Quick Takes: International Principles for Rankings, Interest Rates to Spike, Increase in State Student Aid, Larry Summers's Last Stand, Financing Graduate School, Catawba in the Clear, Capital U. CFO Quits, Speech Clampdown for LSU Professor

May 31, 2006
  • Higher education officials from more than a dozen countries have crafted a set of principles designed to standardize what they call "the global phenomenon of college and university rankings." The "Berlin Principles," as the series of good practices are called, touch on the purposes and goals of such rankings,  the design and weighting of the measures used, collection and processing of data, and presentation. The principles were drafted at a meeting in Berlin this month convened by the UNESCO-European Center for Higher Education and the Institute for Higher Education Policy.
  • The interest rate on most student loans will jump by nearly 2 percentage points as of July 1, based on the 91-day Treasury bill auction held Tuesday.
  • States distributed $7.9 billion in total financial aid in 2004-5, up 8 percent from the previous year, according to an annual survey released Monday by the National Association of State Student Grant and Aid Programs. The proportion of the total aid that was distributed based on financial need continued to decline, falling to 73 percent. That figure was 81 percent in 1998-99.
  • Boston Magazine's June issue offers an in-depth, behind the scenes look at the last days of Larry Summers's presidency at Harvard University. It isn't pretty.
  • Just under three-quarters of graduate and first-professional students received some form of financial aid and more than half attended exclusively part-time in 2003-4, according to a study released Tuesday by the U.S. Education Department's National Center for Education Statistics. The study examines how graduate and professional students paid for their educations.
  • The National Collegiate Athletic Association has approved Catawba College's continued use of the "Indians" nickname, taking the North Carolina institution off its list of colleges and universities restricted from participating in NCAA championships because they use "hostile and abusive" Native American imagery.
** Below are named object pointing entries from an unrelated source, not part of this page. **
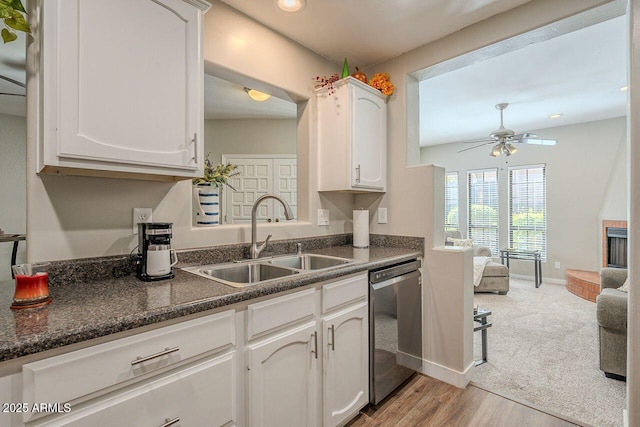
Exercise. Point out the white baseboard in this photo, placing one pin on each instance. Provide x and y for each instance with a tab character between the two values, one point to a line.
544	279
448	375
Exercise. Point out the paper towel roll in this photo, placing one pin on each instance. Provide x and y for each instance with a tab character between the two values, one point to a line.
361	229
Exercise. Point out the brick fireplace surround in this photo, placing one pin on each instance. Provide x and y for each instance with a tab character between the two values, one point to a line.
586	284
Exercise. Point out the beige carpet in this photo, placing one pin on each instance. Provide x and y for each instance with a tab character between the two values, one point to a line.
543	349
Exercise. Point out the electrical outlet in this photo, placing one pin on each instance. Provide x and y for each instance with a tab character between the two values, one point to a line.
141	215
382	215
323	216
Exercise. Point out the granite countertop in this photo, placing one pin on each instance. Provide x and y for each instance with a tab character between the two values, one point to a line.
96	308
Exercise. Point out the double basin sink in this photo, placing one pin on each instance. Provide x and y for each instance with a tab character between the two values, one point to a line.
252	272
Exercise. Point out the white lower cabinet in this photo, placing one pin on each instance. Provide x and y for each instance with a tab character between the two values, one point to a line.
346	368
312	369
282	379
200	395
299	360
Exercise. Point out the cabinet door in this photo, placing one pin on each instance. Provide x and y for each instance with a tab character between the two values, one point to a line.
123	84
346	366
282	379
368	139
202	395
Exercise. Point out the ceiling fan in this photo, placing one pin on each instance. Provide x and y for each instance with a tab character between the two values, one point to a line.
504	138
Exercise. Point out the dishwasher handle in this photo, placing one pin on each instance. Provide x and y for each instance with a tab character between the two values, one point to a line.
393	281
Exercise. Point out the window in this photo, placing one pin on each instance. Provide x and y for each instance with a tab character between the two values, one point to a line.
483	208
451	201
528	209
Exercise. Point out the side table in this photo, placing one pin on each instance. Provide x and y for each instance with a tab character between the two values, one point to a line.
535	256
480	316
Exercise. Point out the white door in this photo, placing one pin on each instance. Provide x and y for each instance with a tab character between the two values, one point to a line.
259	175
282	379
126	94
368	138
346	364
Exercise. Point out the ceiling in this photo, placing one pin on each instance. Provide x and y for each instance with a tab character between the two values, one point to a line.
578	75
372	31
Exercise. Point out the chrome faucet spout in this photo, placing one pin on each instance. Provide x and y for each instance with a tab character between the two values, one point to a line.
255	250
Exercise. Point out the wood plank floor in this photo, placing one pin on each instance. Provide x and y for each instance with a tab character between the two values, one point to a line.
425	401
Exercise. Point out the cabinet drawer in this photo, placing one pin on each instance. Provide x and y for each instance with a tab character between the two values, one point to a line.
201	395
276	313
70	376
345	291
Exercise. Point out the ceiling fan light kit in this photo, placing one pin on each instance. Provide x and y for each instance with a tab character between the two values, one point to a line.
504	138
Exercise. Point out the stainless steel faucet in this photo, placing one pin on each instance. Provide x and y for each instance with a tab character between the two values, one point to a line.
254	250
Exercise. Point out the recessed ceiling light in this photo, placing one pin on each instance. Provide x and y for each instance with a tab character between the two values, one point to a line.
291	5
256	95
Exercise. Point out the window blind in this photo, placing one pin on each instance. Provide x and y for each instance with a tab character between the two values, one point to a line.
451	201
483	208
528	209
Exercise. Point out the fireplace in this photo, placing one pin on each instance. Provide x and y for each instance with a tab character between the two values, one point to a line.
614	244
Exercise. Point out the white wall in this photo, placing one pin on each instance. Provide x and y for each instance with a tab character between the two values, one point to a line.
585	179
79	217
13	187
249	136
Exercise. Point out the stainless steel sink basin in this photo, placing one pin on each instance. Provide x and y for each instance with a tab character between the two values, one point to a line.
241	275
308	261
251	272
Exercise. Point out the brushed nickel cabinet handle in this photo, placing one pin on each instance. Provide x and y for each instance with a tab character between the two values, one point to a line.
141	359
168	422
195	148
332	329
315	344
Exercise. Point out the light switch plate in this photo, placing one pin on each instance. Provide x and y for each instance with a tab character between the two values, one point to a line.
323	217
141	215
382	215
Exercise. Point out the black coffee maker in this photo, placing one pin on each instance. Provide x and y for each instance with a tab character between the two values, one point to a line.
155	256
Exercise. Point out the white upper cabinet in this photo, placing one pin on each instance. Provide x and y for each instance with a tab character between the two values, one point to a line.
122	88
352	137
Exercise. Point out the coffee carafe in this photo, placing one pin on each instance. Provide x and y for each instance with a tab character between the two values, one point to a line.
155	256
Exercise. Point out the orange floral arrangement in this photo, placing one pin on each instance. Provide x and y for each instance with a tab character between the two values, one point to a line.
381	82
The NCAA said it had dropped Catawba from the list because the Catawba Indian Nation had endorsed the college's use of the name.
  • The chief financial officer at Ohio's Capital University resigned Tuesday amid reports that the institution's deficit has ballooned to $5.4 million, Columbus Business First reported. The newspaper said that President Ted Fredrickson had announced the departure of Donald Aungst in a memo to the university's faculty and staff Tuesday.
  • Louisiana State University administrators sought to rein in a professor's critical views about engineering design flaws that may have contributed to the toll of Hurricane Katrina because the institution was worried about losing federal funding, The New York Times reported. According to the newspaper, university officials discouraged Ivor van Heerden, deputy director of LSU's hurricane center, from talking to reporters last fall and directed him to limit his interviews about the catastrophe to those arranged through the media relations office. LSU officials dropped the request within a week.